Pandas ENH: unset_index method - Aurora Blog|java/go/python

Feature Type

[x] Adding new functionality to pandas
[ ] Changing existing functionality in pandas
[ ] Removing existing functionality in pandas

Problem Description

In many contexts I've had the need to "unset" a data frame index prior to passing the data frame to an index-blind method.

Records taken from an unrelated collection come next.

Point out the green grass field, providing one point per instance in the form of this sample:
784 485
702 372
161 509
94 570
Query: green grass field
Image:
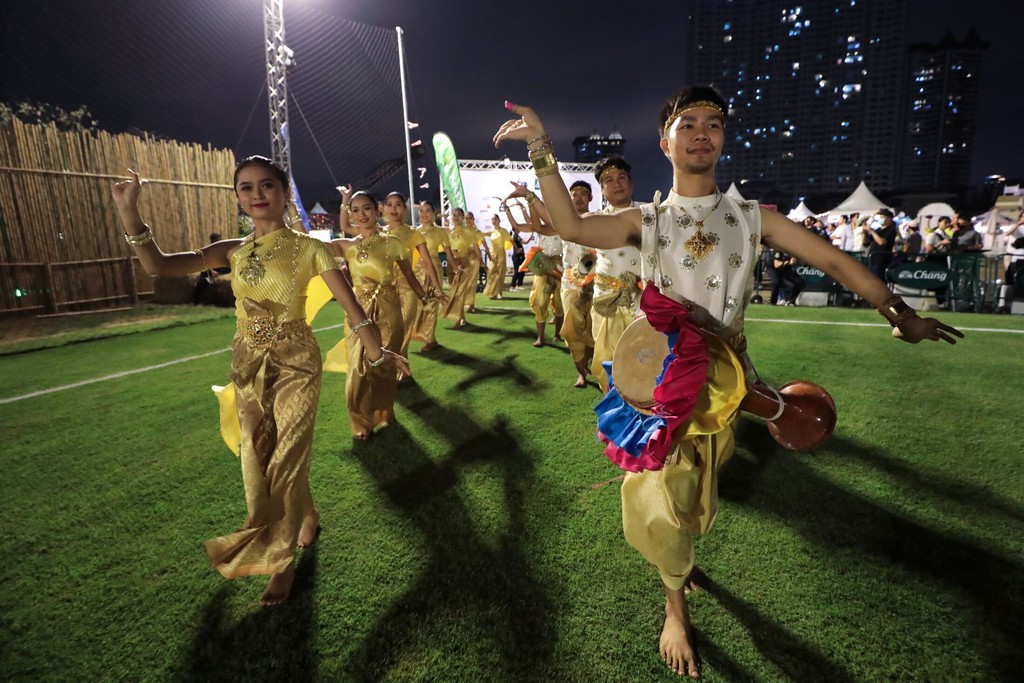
468 542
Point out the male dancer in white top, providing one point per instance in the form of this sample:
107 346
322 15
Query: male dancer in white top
704 267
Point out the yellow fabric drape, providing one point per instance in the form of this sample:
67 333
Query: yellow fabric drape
607 330
577 324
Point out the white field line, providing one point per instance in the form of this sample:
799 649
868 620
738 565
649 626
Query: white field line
126 373
765 319
873 325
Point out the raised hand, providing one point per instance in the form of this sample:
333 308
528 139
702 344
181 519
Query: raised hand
126 193
346 194
520 190
526 128
915 329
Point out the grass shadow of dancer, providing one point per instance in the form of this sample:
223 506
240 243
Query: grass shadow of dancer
482 370
782 485
270 644
487 585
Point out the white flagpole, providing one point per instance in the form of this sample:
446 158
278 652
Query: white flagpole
404 123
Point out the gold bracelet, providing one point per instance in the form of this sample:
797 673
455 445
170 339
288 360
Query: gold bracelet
358 326
541 151
895 310
140 239
545 164
378 361
546 142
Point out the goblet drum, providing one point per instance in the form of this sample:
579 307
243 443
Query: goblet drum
801 415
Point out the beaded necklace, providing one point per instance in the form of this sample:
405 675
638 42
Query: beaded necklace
698 246
254 269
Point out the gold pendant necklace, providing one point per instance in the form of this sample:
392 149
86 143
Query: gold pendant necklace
363 249
252 272
700 245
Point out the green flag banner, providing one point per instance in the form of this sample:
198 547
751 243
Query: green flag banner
448 168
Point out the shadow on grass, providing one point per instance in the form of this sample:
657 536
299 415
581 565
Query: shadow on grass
469 585
832 516
482 369
501 335
270 644
798 659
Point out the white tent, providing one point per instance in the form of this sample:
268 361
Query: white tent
800 213
936 210
861 201
733 193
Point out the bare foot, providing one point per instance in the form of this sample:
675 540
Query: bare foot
307 535
676 645
280 588
694 581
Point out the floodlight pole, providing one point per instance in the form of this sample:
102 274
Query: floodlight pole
279 56
404 115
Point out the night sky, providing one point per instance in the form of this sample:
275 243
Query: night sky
193 70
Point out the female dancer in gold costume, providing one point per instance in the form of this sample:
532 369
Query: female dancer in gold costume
464 243
423 265
275 365
436 239
373 259
499 237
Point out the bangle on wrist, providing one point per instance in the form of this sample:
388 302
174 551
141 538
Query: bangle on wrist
544 164
140 239
361 324
544 139
896 310
378 361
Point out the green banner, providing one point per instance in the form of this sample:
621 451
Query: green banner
815 280
448 168
923 275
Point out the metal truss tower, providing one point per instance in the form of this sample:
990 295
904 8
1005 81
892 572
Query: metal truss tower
279 57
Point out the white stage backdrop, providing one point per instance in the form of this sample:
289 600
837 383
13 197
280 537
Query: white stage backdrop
486 182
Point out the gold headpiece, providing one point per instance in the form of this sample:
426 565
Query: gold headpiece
600 178
702 104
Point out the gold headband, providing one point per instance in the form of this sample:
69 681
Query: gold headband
600 178
702 104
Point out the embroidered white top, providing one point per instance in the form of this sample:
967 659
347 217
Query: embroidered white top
551 245
717 287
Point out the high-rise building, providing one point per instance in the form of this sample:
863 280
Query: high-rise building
941 113
590 150
815 89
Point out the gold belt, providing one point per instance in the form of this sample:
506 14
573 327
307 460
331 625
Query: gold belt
609 282
370 288
262 331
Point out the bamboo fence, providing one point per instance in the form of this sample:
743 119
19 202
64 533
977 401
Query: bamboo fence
60 241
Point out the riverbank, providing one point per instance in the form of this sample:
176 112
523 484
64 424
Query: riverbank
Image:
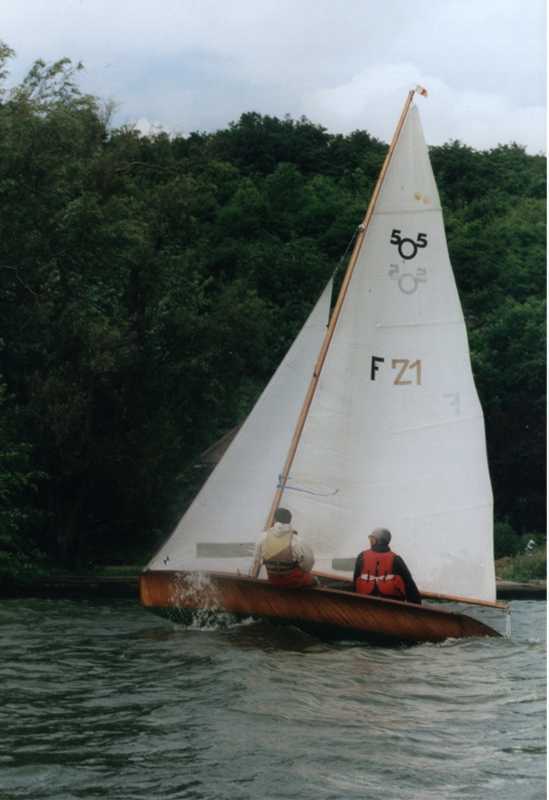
105 586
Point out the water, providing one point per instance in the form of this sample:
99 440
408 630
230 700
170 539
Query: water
104 700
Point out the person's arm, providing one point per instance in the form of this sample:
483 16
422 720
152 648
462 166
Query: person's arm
358 569
412 592
303 554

My main requirements for such an index unset are: - the output should have the most trivial index possible, i.e. an unnamed range index - if the input has only an unnamed range index, the "unset" operation should be a no-op - if the input has a named index, it should be kept as a new column (or columns for a multi-index) - if the input is not a simple RangeIndex and is unnamed, raise a value error to remind me to decide whether that index is supposed to be meaningful (typically I'd name it if so, or do .reset_index(drop=True) if not).

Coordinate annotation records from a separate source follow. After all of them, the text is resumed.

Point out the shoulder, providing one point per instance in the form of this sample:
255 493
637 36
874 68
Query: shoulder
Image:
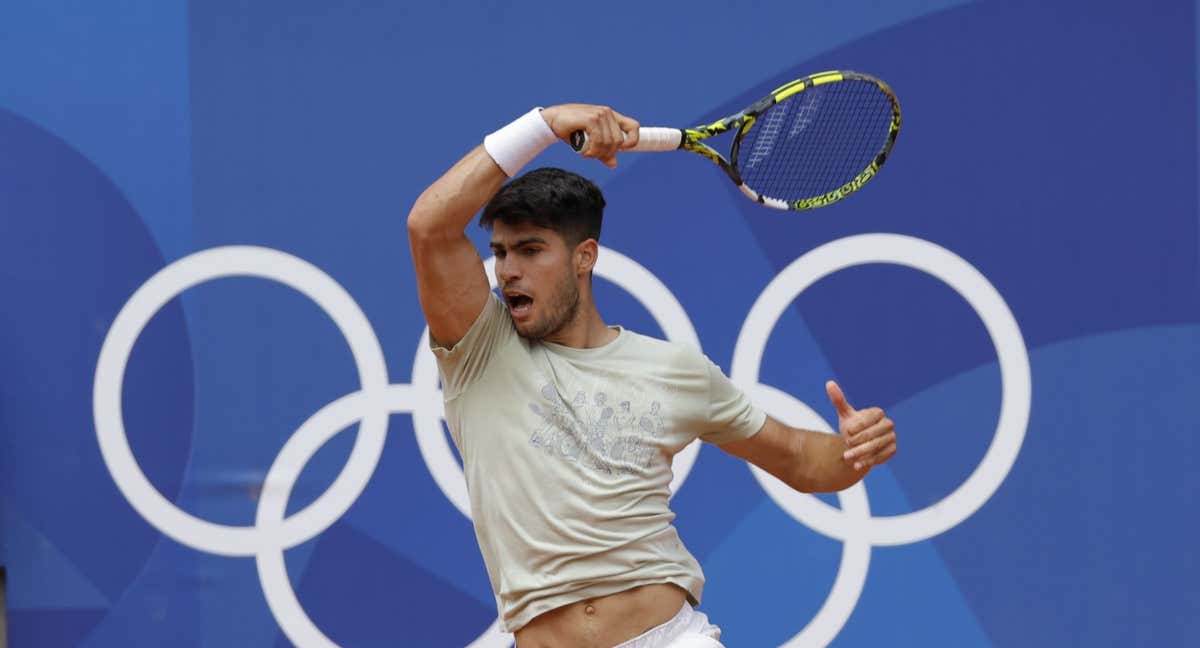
678 354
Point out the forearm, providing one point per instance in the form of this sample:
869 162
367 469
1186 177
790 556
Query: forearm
449 204
807 461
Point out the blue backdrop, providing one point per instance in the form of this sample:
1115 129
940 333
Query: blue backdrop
1049 145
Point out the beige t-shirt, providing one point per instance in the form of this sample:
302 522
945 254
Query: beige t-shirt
568 453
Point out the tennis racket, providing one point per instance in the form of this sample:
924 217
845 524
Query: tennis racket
808 144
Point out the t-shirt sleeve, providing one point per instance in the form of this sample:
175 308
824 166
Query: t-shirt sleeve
466 361
732 417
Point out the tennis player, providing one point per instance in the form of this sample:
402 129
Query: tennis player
565 425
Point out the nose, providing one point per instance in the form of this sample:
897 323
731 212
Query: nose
507 270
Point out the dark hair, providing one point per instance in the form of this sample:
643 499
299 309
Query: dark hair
556 199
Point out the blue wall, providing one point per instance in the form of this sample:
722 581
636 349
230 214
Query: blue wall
1050 145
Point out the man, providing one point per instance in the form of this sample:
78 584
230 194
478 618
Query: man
565 425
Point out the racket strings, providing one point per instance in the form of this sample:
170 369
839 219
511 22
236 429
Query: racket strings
816 141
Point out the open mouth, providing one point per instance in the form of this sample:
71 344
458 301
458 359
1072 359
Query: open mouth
519 304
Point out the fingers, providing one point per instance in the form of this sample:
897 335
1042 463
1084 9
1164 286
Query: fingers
873 445
839 400
607 131
861 420
629 127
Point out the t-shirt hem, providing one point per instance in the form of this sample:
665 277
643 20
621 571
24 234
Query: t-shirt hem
694 587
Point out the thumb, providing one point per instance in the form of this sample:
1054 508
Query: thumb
838 399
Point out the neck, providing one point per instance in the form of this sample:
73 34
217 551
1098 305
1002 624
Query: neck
587 329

Usage of the .reset_index method to cover all of these requirements in a general sense requires a bit of nuance: - calling df.reset_index() introduces a new column named simply "index" when users forget to use drop=False even when the index is [trivial] unnamed range index. In a stricter/safer world, you might want an error instead when you're about to construct a data frame column from an unnamed index. - the requirement to specify drop at all is sometime onerous; it typically would be preferable to have a method that's a no-op in case the existing index is already an unnamed range index.

Feature Description

Define a new unset_index method on DataFrame something like

def unset_index(self) -> Self:
    if is_unnamed_range_index(df.index):
        return df
    if index_has_any_unnamed_col(df.index):
        raise ValueError(
            "At least one column of the index is unnamed while the index itself is not a RangeIndex. "
            "Set the names of the index columns before calling unset, or just call reset_index(drop=True) directly."
        )
    return df.reset_index(drop=False, allow_duplicates=False)

Alternative Solutions

Until something like this is available in pandas, I'm using the unset method in pandahandler.

Additional Context

No response

Comment From: jbrockmendel

IIUC reset_index works for your use case but passing keep=False is inconvenient?

Comment From: zkurtz

[Revised OP to use drop not keep; there isn't actually an arg called keep]

The inconvenience is not in passing drop=False so much as deciding when to pass drop=False.

The proposed unset_index method uses drop=False or a ValueError to avoid lossy behavior in case the existing index is a potentially informative index, but also avoids creating a new meaningless dataframe column if the index is already an unnamed range index (providing idempotence).